Wah Bey on Cranbrook Road, Kitchenette Lounge Ltd on York Road, and Ali Curry House on High Road had been on a council watchlist.
During random checks last year, enforcement officers found large commercial waste bins belonging to the restaurants open and overflowing with rubbish.
The venues were issued Section 47 legal notices under the Environmental Protection Act 1990, which sets out how commercial waste should be stored.
Overflowing bins were found four times at Wah Bey, four times at Kitchenette Lounge and once at Ali Curry House and the restaurants were issued fixed penalty notices each time.
The fines went unpaid leading to all three being successfully prosecuted at the end of last year.
Councillor Jo Blackman, Redbridge cabinet member for environment and civic pride, said: "We all have a duty to keep our borough clean and tidy, and this includes businesses. The failure to correctly store commercial waste presents a threat to the environment and public health, as well as being an eyesore.
"The majority of our local businesses act responsibly and store their commercial waste properly.

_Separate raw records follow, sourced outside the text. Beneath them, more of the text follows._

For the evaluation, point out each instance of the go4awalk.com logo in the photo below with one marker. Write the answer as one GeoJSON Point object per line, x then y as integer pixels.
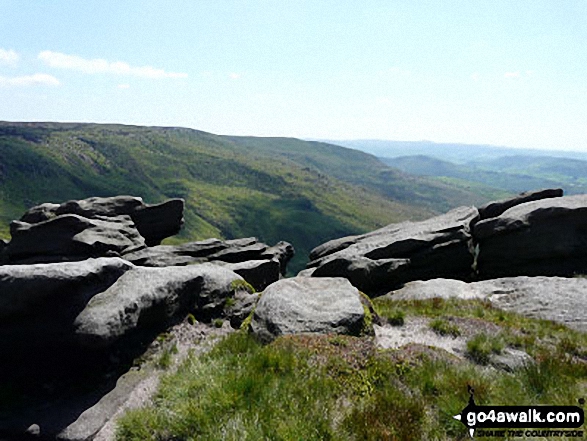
{"type": "Point", "coordinates": [528, 421]}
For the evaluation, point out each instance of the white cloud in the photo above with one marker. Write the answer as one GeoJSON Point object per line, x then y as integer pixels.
{"type": "Point", "coordinates": [9, 58]}
{"type": "Point", "coordinates": [99, 65]}
{"type": "Point", "coordinates": [30, 80]}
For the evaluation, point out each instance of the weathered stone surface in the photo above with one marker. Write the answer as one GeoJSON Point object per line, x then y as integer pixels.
{"type": "Point", "coordinates": [154, 222]}
{"type": "Point", "coordinates": [308, 305]}
{"type": "Point", "coordinates": [72, 237]}
{"type": "Point", "coordinates": [545, 237]}
{"type": "Point", "coordinates": [150, 299]}
{"type": "Point", "coordinates": [38, 305]}
{"type": "Point", "coordinates": [552, 298]}
{"type": "Point", "coordinates": [378, 261]}
{"type": "Point", "coordinates": [282, 252]}
{"type": "Point", "coordinates": [244, 303]}
{"type": "Point", "coordinates": [259, 264]}
{"type": "Point", "coordinates": [158, 221]}
{"type": "Point", "coordinates": [259, 273]}
{"type": "Point", "coordinates": [26, 290]}
{"type": "Point", "coordinates": [89, 208]}
{"type": "Point", "coordinates": [496, 208]}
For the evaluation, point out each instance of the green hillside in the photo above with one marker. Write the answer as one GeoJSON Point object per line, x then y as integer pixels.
{"type": "Point", "coordinates": [272, 188]}
{"type": "Point", "coordinates": [509, 173]}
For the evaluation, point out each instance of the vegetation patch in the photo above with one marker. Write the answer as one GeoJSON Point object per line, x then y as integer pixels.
{"type": "Point", "coordinates": [482, 346]}
{"type": "Point", "coordinates": [237, 285]}
{"type": "Point", "coordinates": [444, 327]}
{"type": "Point", "coordinates": [317, 387]}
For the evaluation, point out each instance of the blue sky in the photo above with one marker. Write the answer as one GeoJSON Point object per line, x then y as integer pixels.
{"type": "Point", "coordinates": [510, 73]}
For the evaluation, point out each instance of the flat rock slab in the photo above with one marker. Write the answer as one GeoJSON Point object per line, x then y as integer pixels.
{"type": "Point", "coordinates": [540, 238]}
{"type": "Point", "coordinates": [558, 299]}
{"type": "Point", "coordinates": [149, 298]}
{"type": "Point", "coordinates": [154, 222]}
{"type": "Point", "coordinates": [72, 237]}
{"type": "Point", "coordinates": [308, 305]}
{"type": "Point", "coordinates": [398, 253]}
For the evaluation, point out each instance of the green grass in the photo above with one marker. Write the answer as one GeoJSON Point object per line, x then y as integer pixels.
{"type": "Point", "coordinates": [337, 388]}
{"type": "Point", "coordinates": [482, 346]}
{"type": "Point", "coordinates": [517, 331]}
{"type": "Point", "coordinates": [444, 327]}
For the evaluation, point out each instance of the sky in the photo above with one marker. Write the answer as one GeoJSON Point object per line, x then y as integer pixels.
{"type": "Point", "coordinates": [510, 73]}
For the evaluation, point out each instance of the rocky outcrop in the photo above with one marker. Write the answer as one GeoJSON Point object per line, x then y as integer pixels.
{"type": "Point", "coordinates": [127, 227]}
{"type": "Point", "coordinates": [558, 299]}
{"type": "Point", "coordinates": [71, 237]}
{"type": "Point", "coordinates": [149, 299]}
{"type": "Point", "coordinates": [496, 208]}
{"type": "Point", "coordinates": [308, 305]}
{"type": "Point", "coordinates": [257, 263]}
{"type": "Point", "coordinates": [535, 233]}
{"type": "Point", "coordinates": [388, 257]}
{"type": "Point", "coordinates": [86, 288]}
{"type": "Point", "coordinates": [153, 222]}
{"type": "Point", "coordinates": [545, 237]}
{"type": "Point", "coordinates": [67, 330]}
{"type": "Point", "coordinates": [53, 313]}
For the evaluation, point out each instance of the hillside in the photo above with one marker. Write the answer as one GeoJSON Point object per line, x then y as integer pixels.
{"type": "Point", "coordinates": [453, 152]}
{"type": "Point", "coordinates": [273, 188]}
{"type": "Point", "coordinates": [510, 173]}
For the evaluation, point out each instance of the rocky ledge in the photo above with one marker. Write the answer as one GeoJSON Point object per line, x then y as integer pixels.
{"type": "Point", "coordinates": [540, 233]}
{"type": "Point", "coordinates": [86, 287]}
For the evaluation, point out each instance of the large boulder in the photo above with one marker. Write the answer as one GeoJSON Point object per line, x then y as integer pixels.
{"type": "Point", "coordinates": [154, 222]}
{"type": "Point", "coordinates": [72, 237]}
{"type": "Point", "coordinates": [38, 305]}
{"type": "Point", "coordinates": [149, 299]}
{"type": "Point", "coordinates": [496, 208]}
{"type": "Point", "coordinates": [309, 305]}
{"type": "Point", "coordinates": [545, 237]}
{"type": "Point", "coordinates": [258, 263]}
{"type": "Point", "coordinates": [378, 261]}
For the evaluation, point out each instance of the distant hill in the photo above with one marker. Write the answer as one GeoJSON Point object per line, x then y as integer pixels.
{"type": "Point", "coordinates": [452, 152]}
{"type": "Point", "coordinates": [272, 188]}
{"type": "Point", "coordinates": [510, 173]}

For any who aren't doing this, these prosecutions should serve as a strong warning that Redbridge Council will continue taking tough action against those businesses who refuse to act responsibly and legally when disposing of their waste."
None of the restaurants' owners or company directors attended the court hearings.
Wah Bey's directors were fined £2,242, Kitchenette Lounge Ltd was charged £2,135, and the owner of Ali Curry House was fined £997.
Redbridge council warned the "crackdown on businesses behaving badly" would continue in 2023.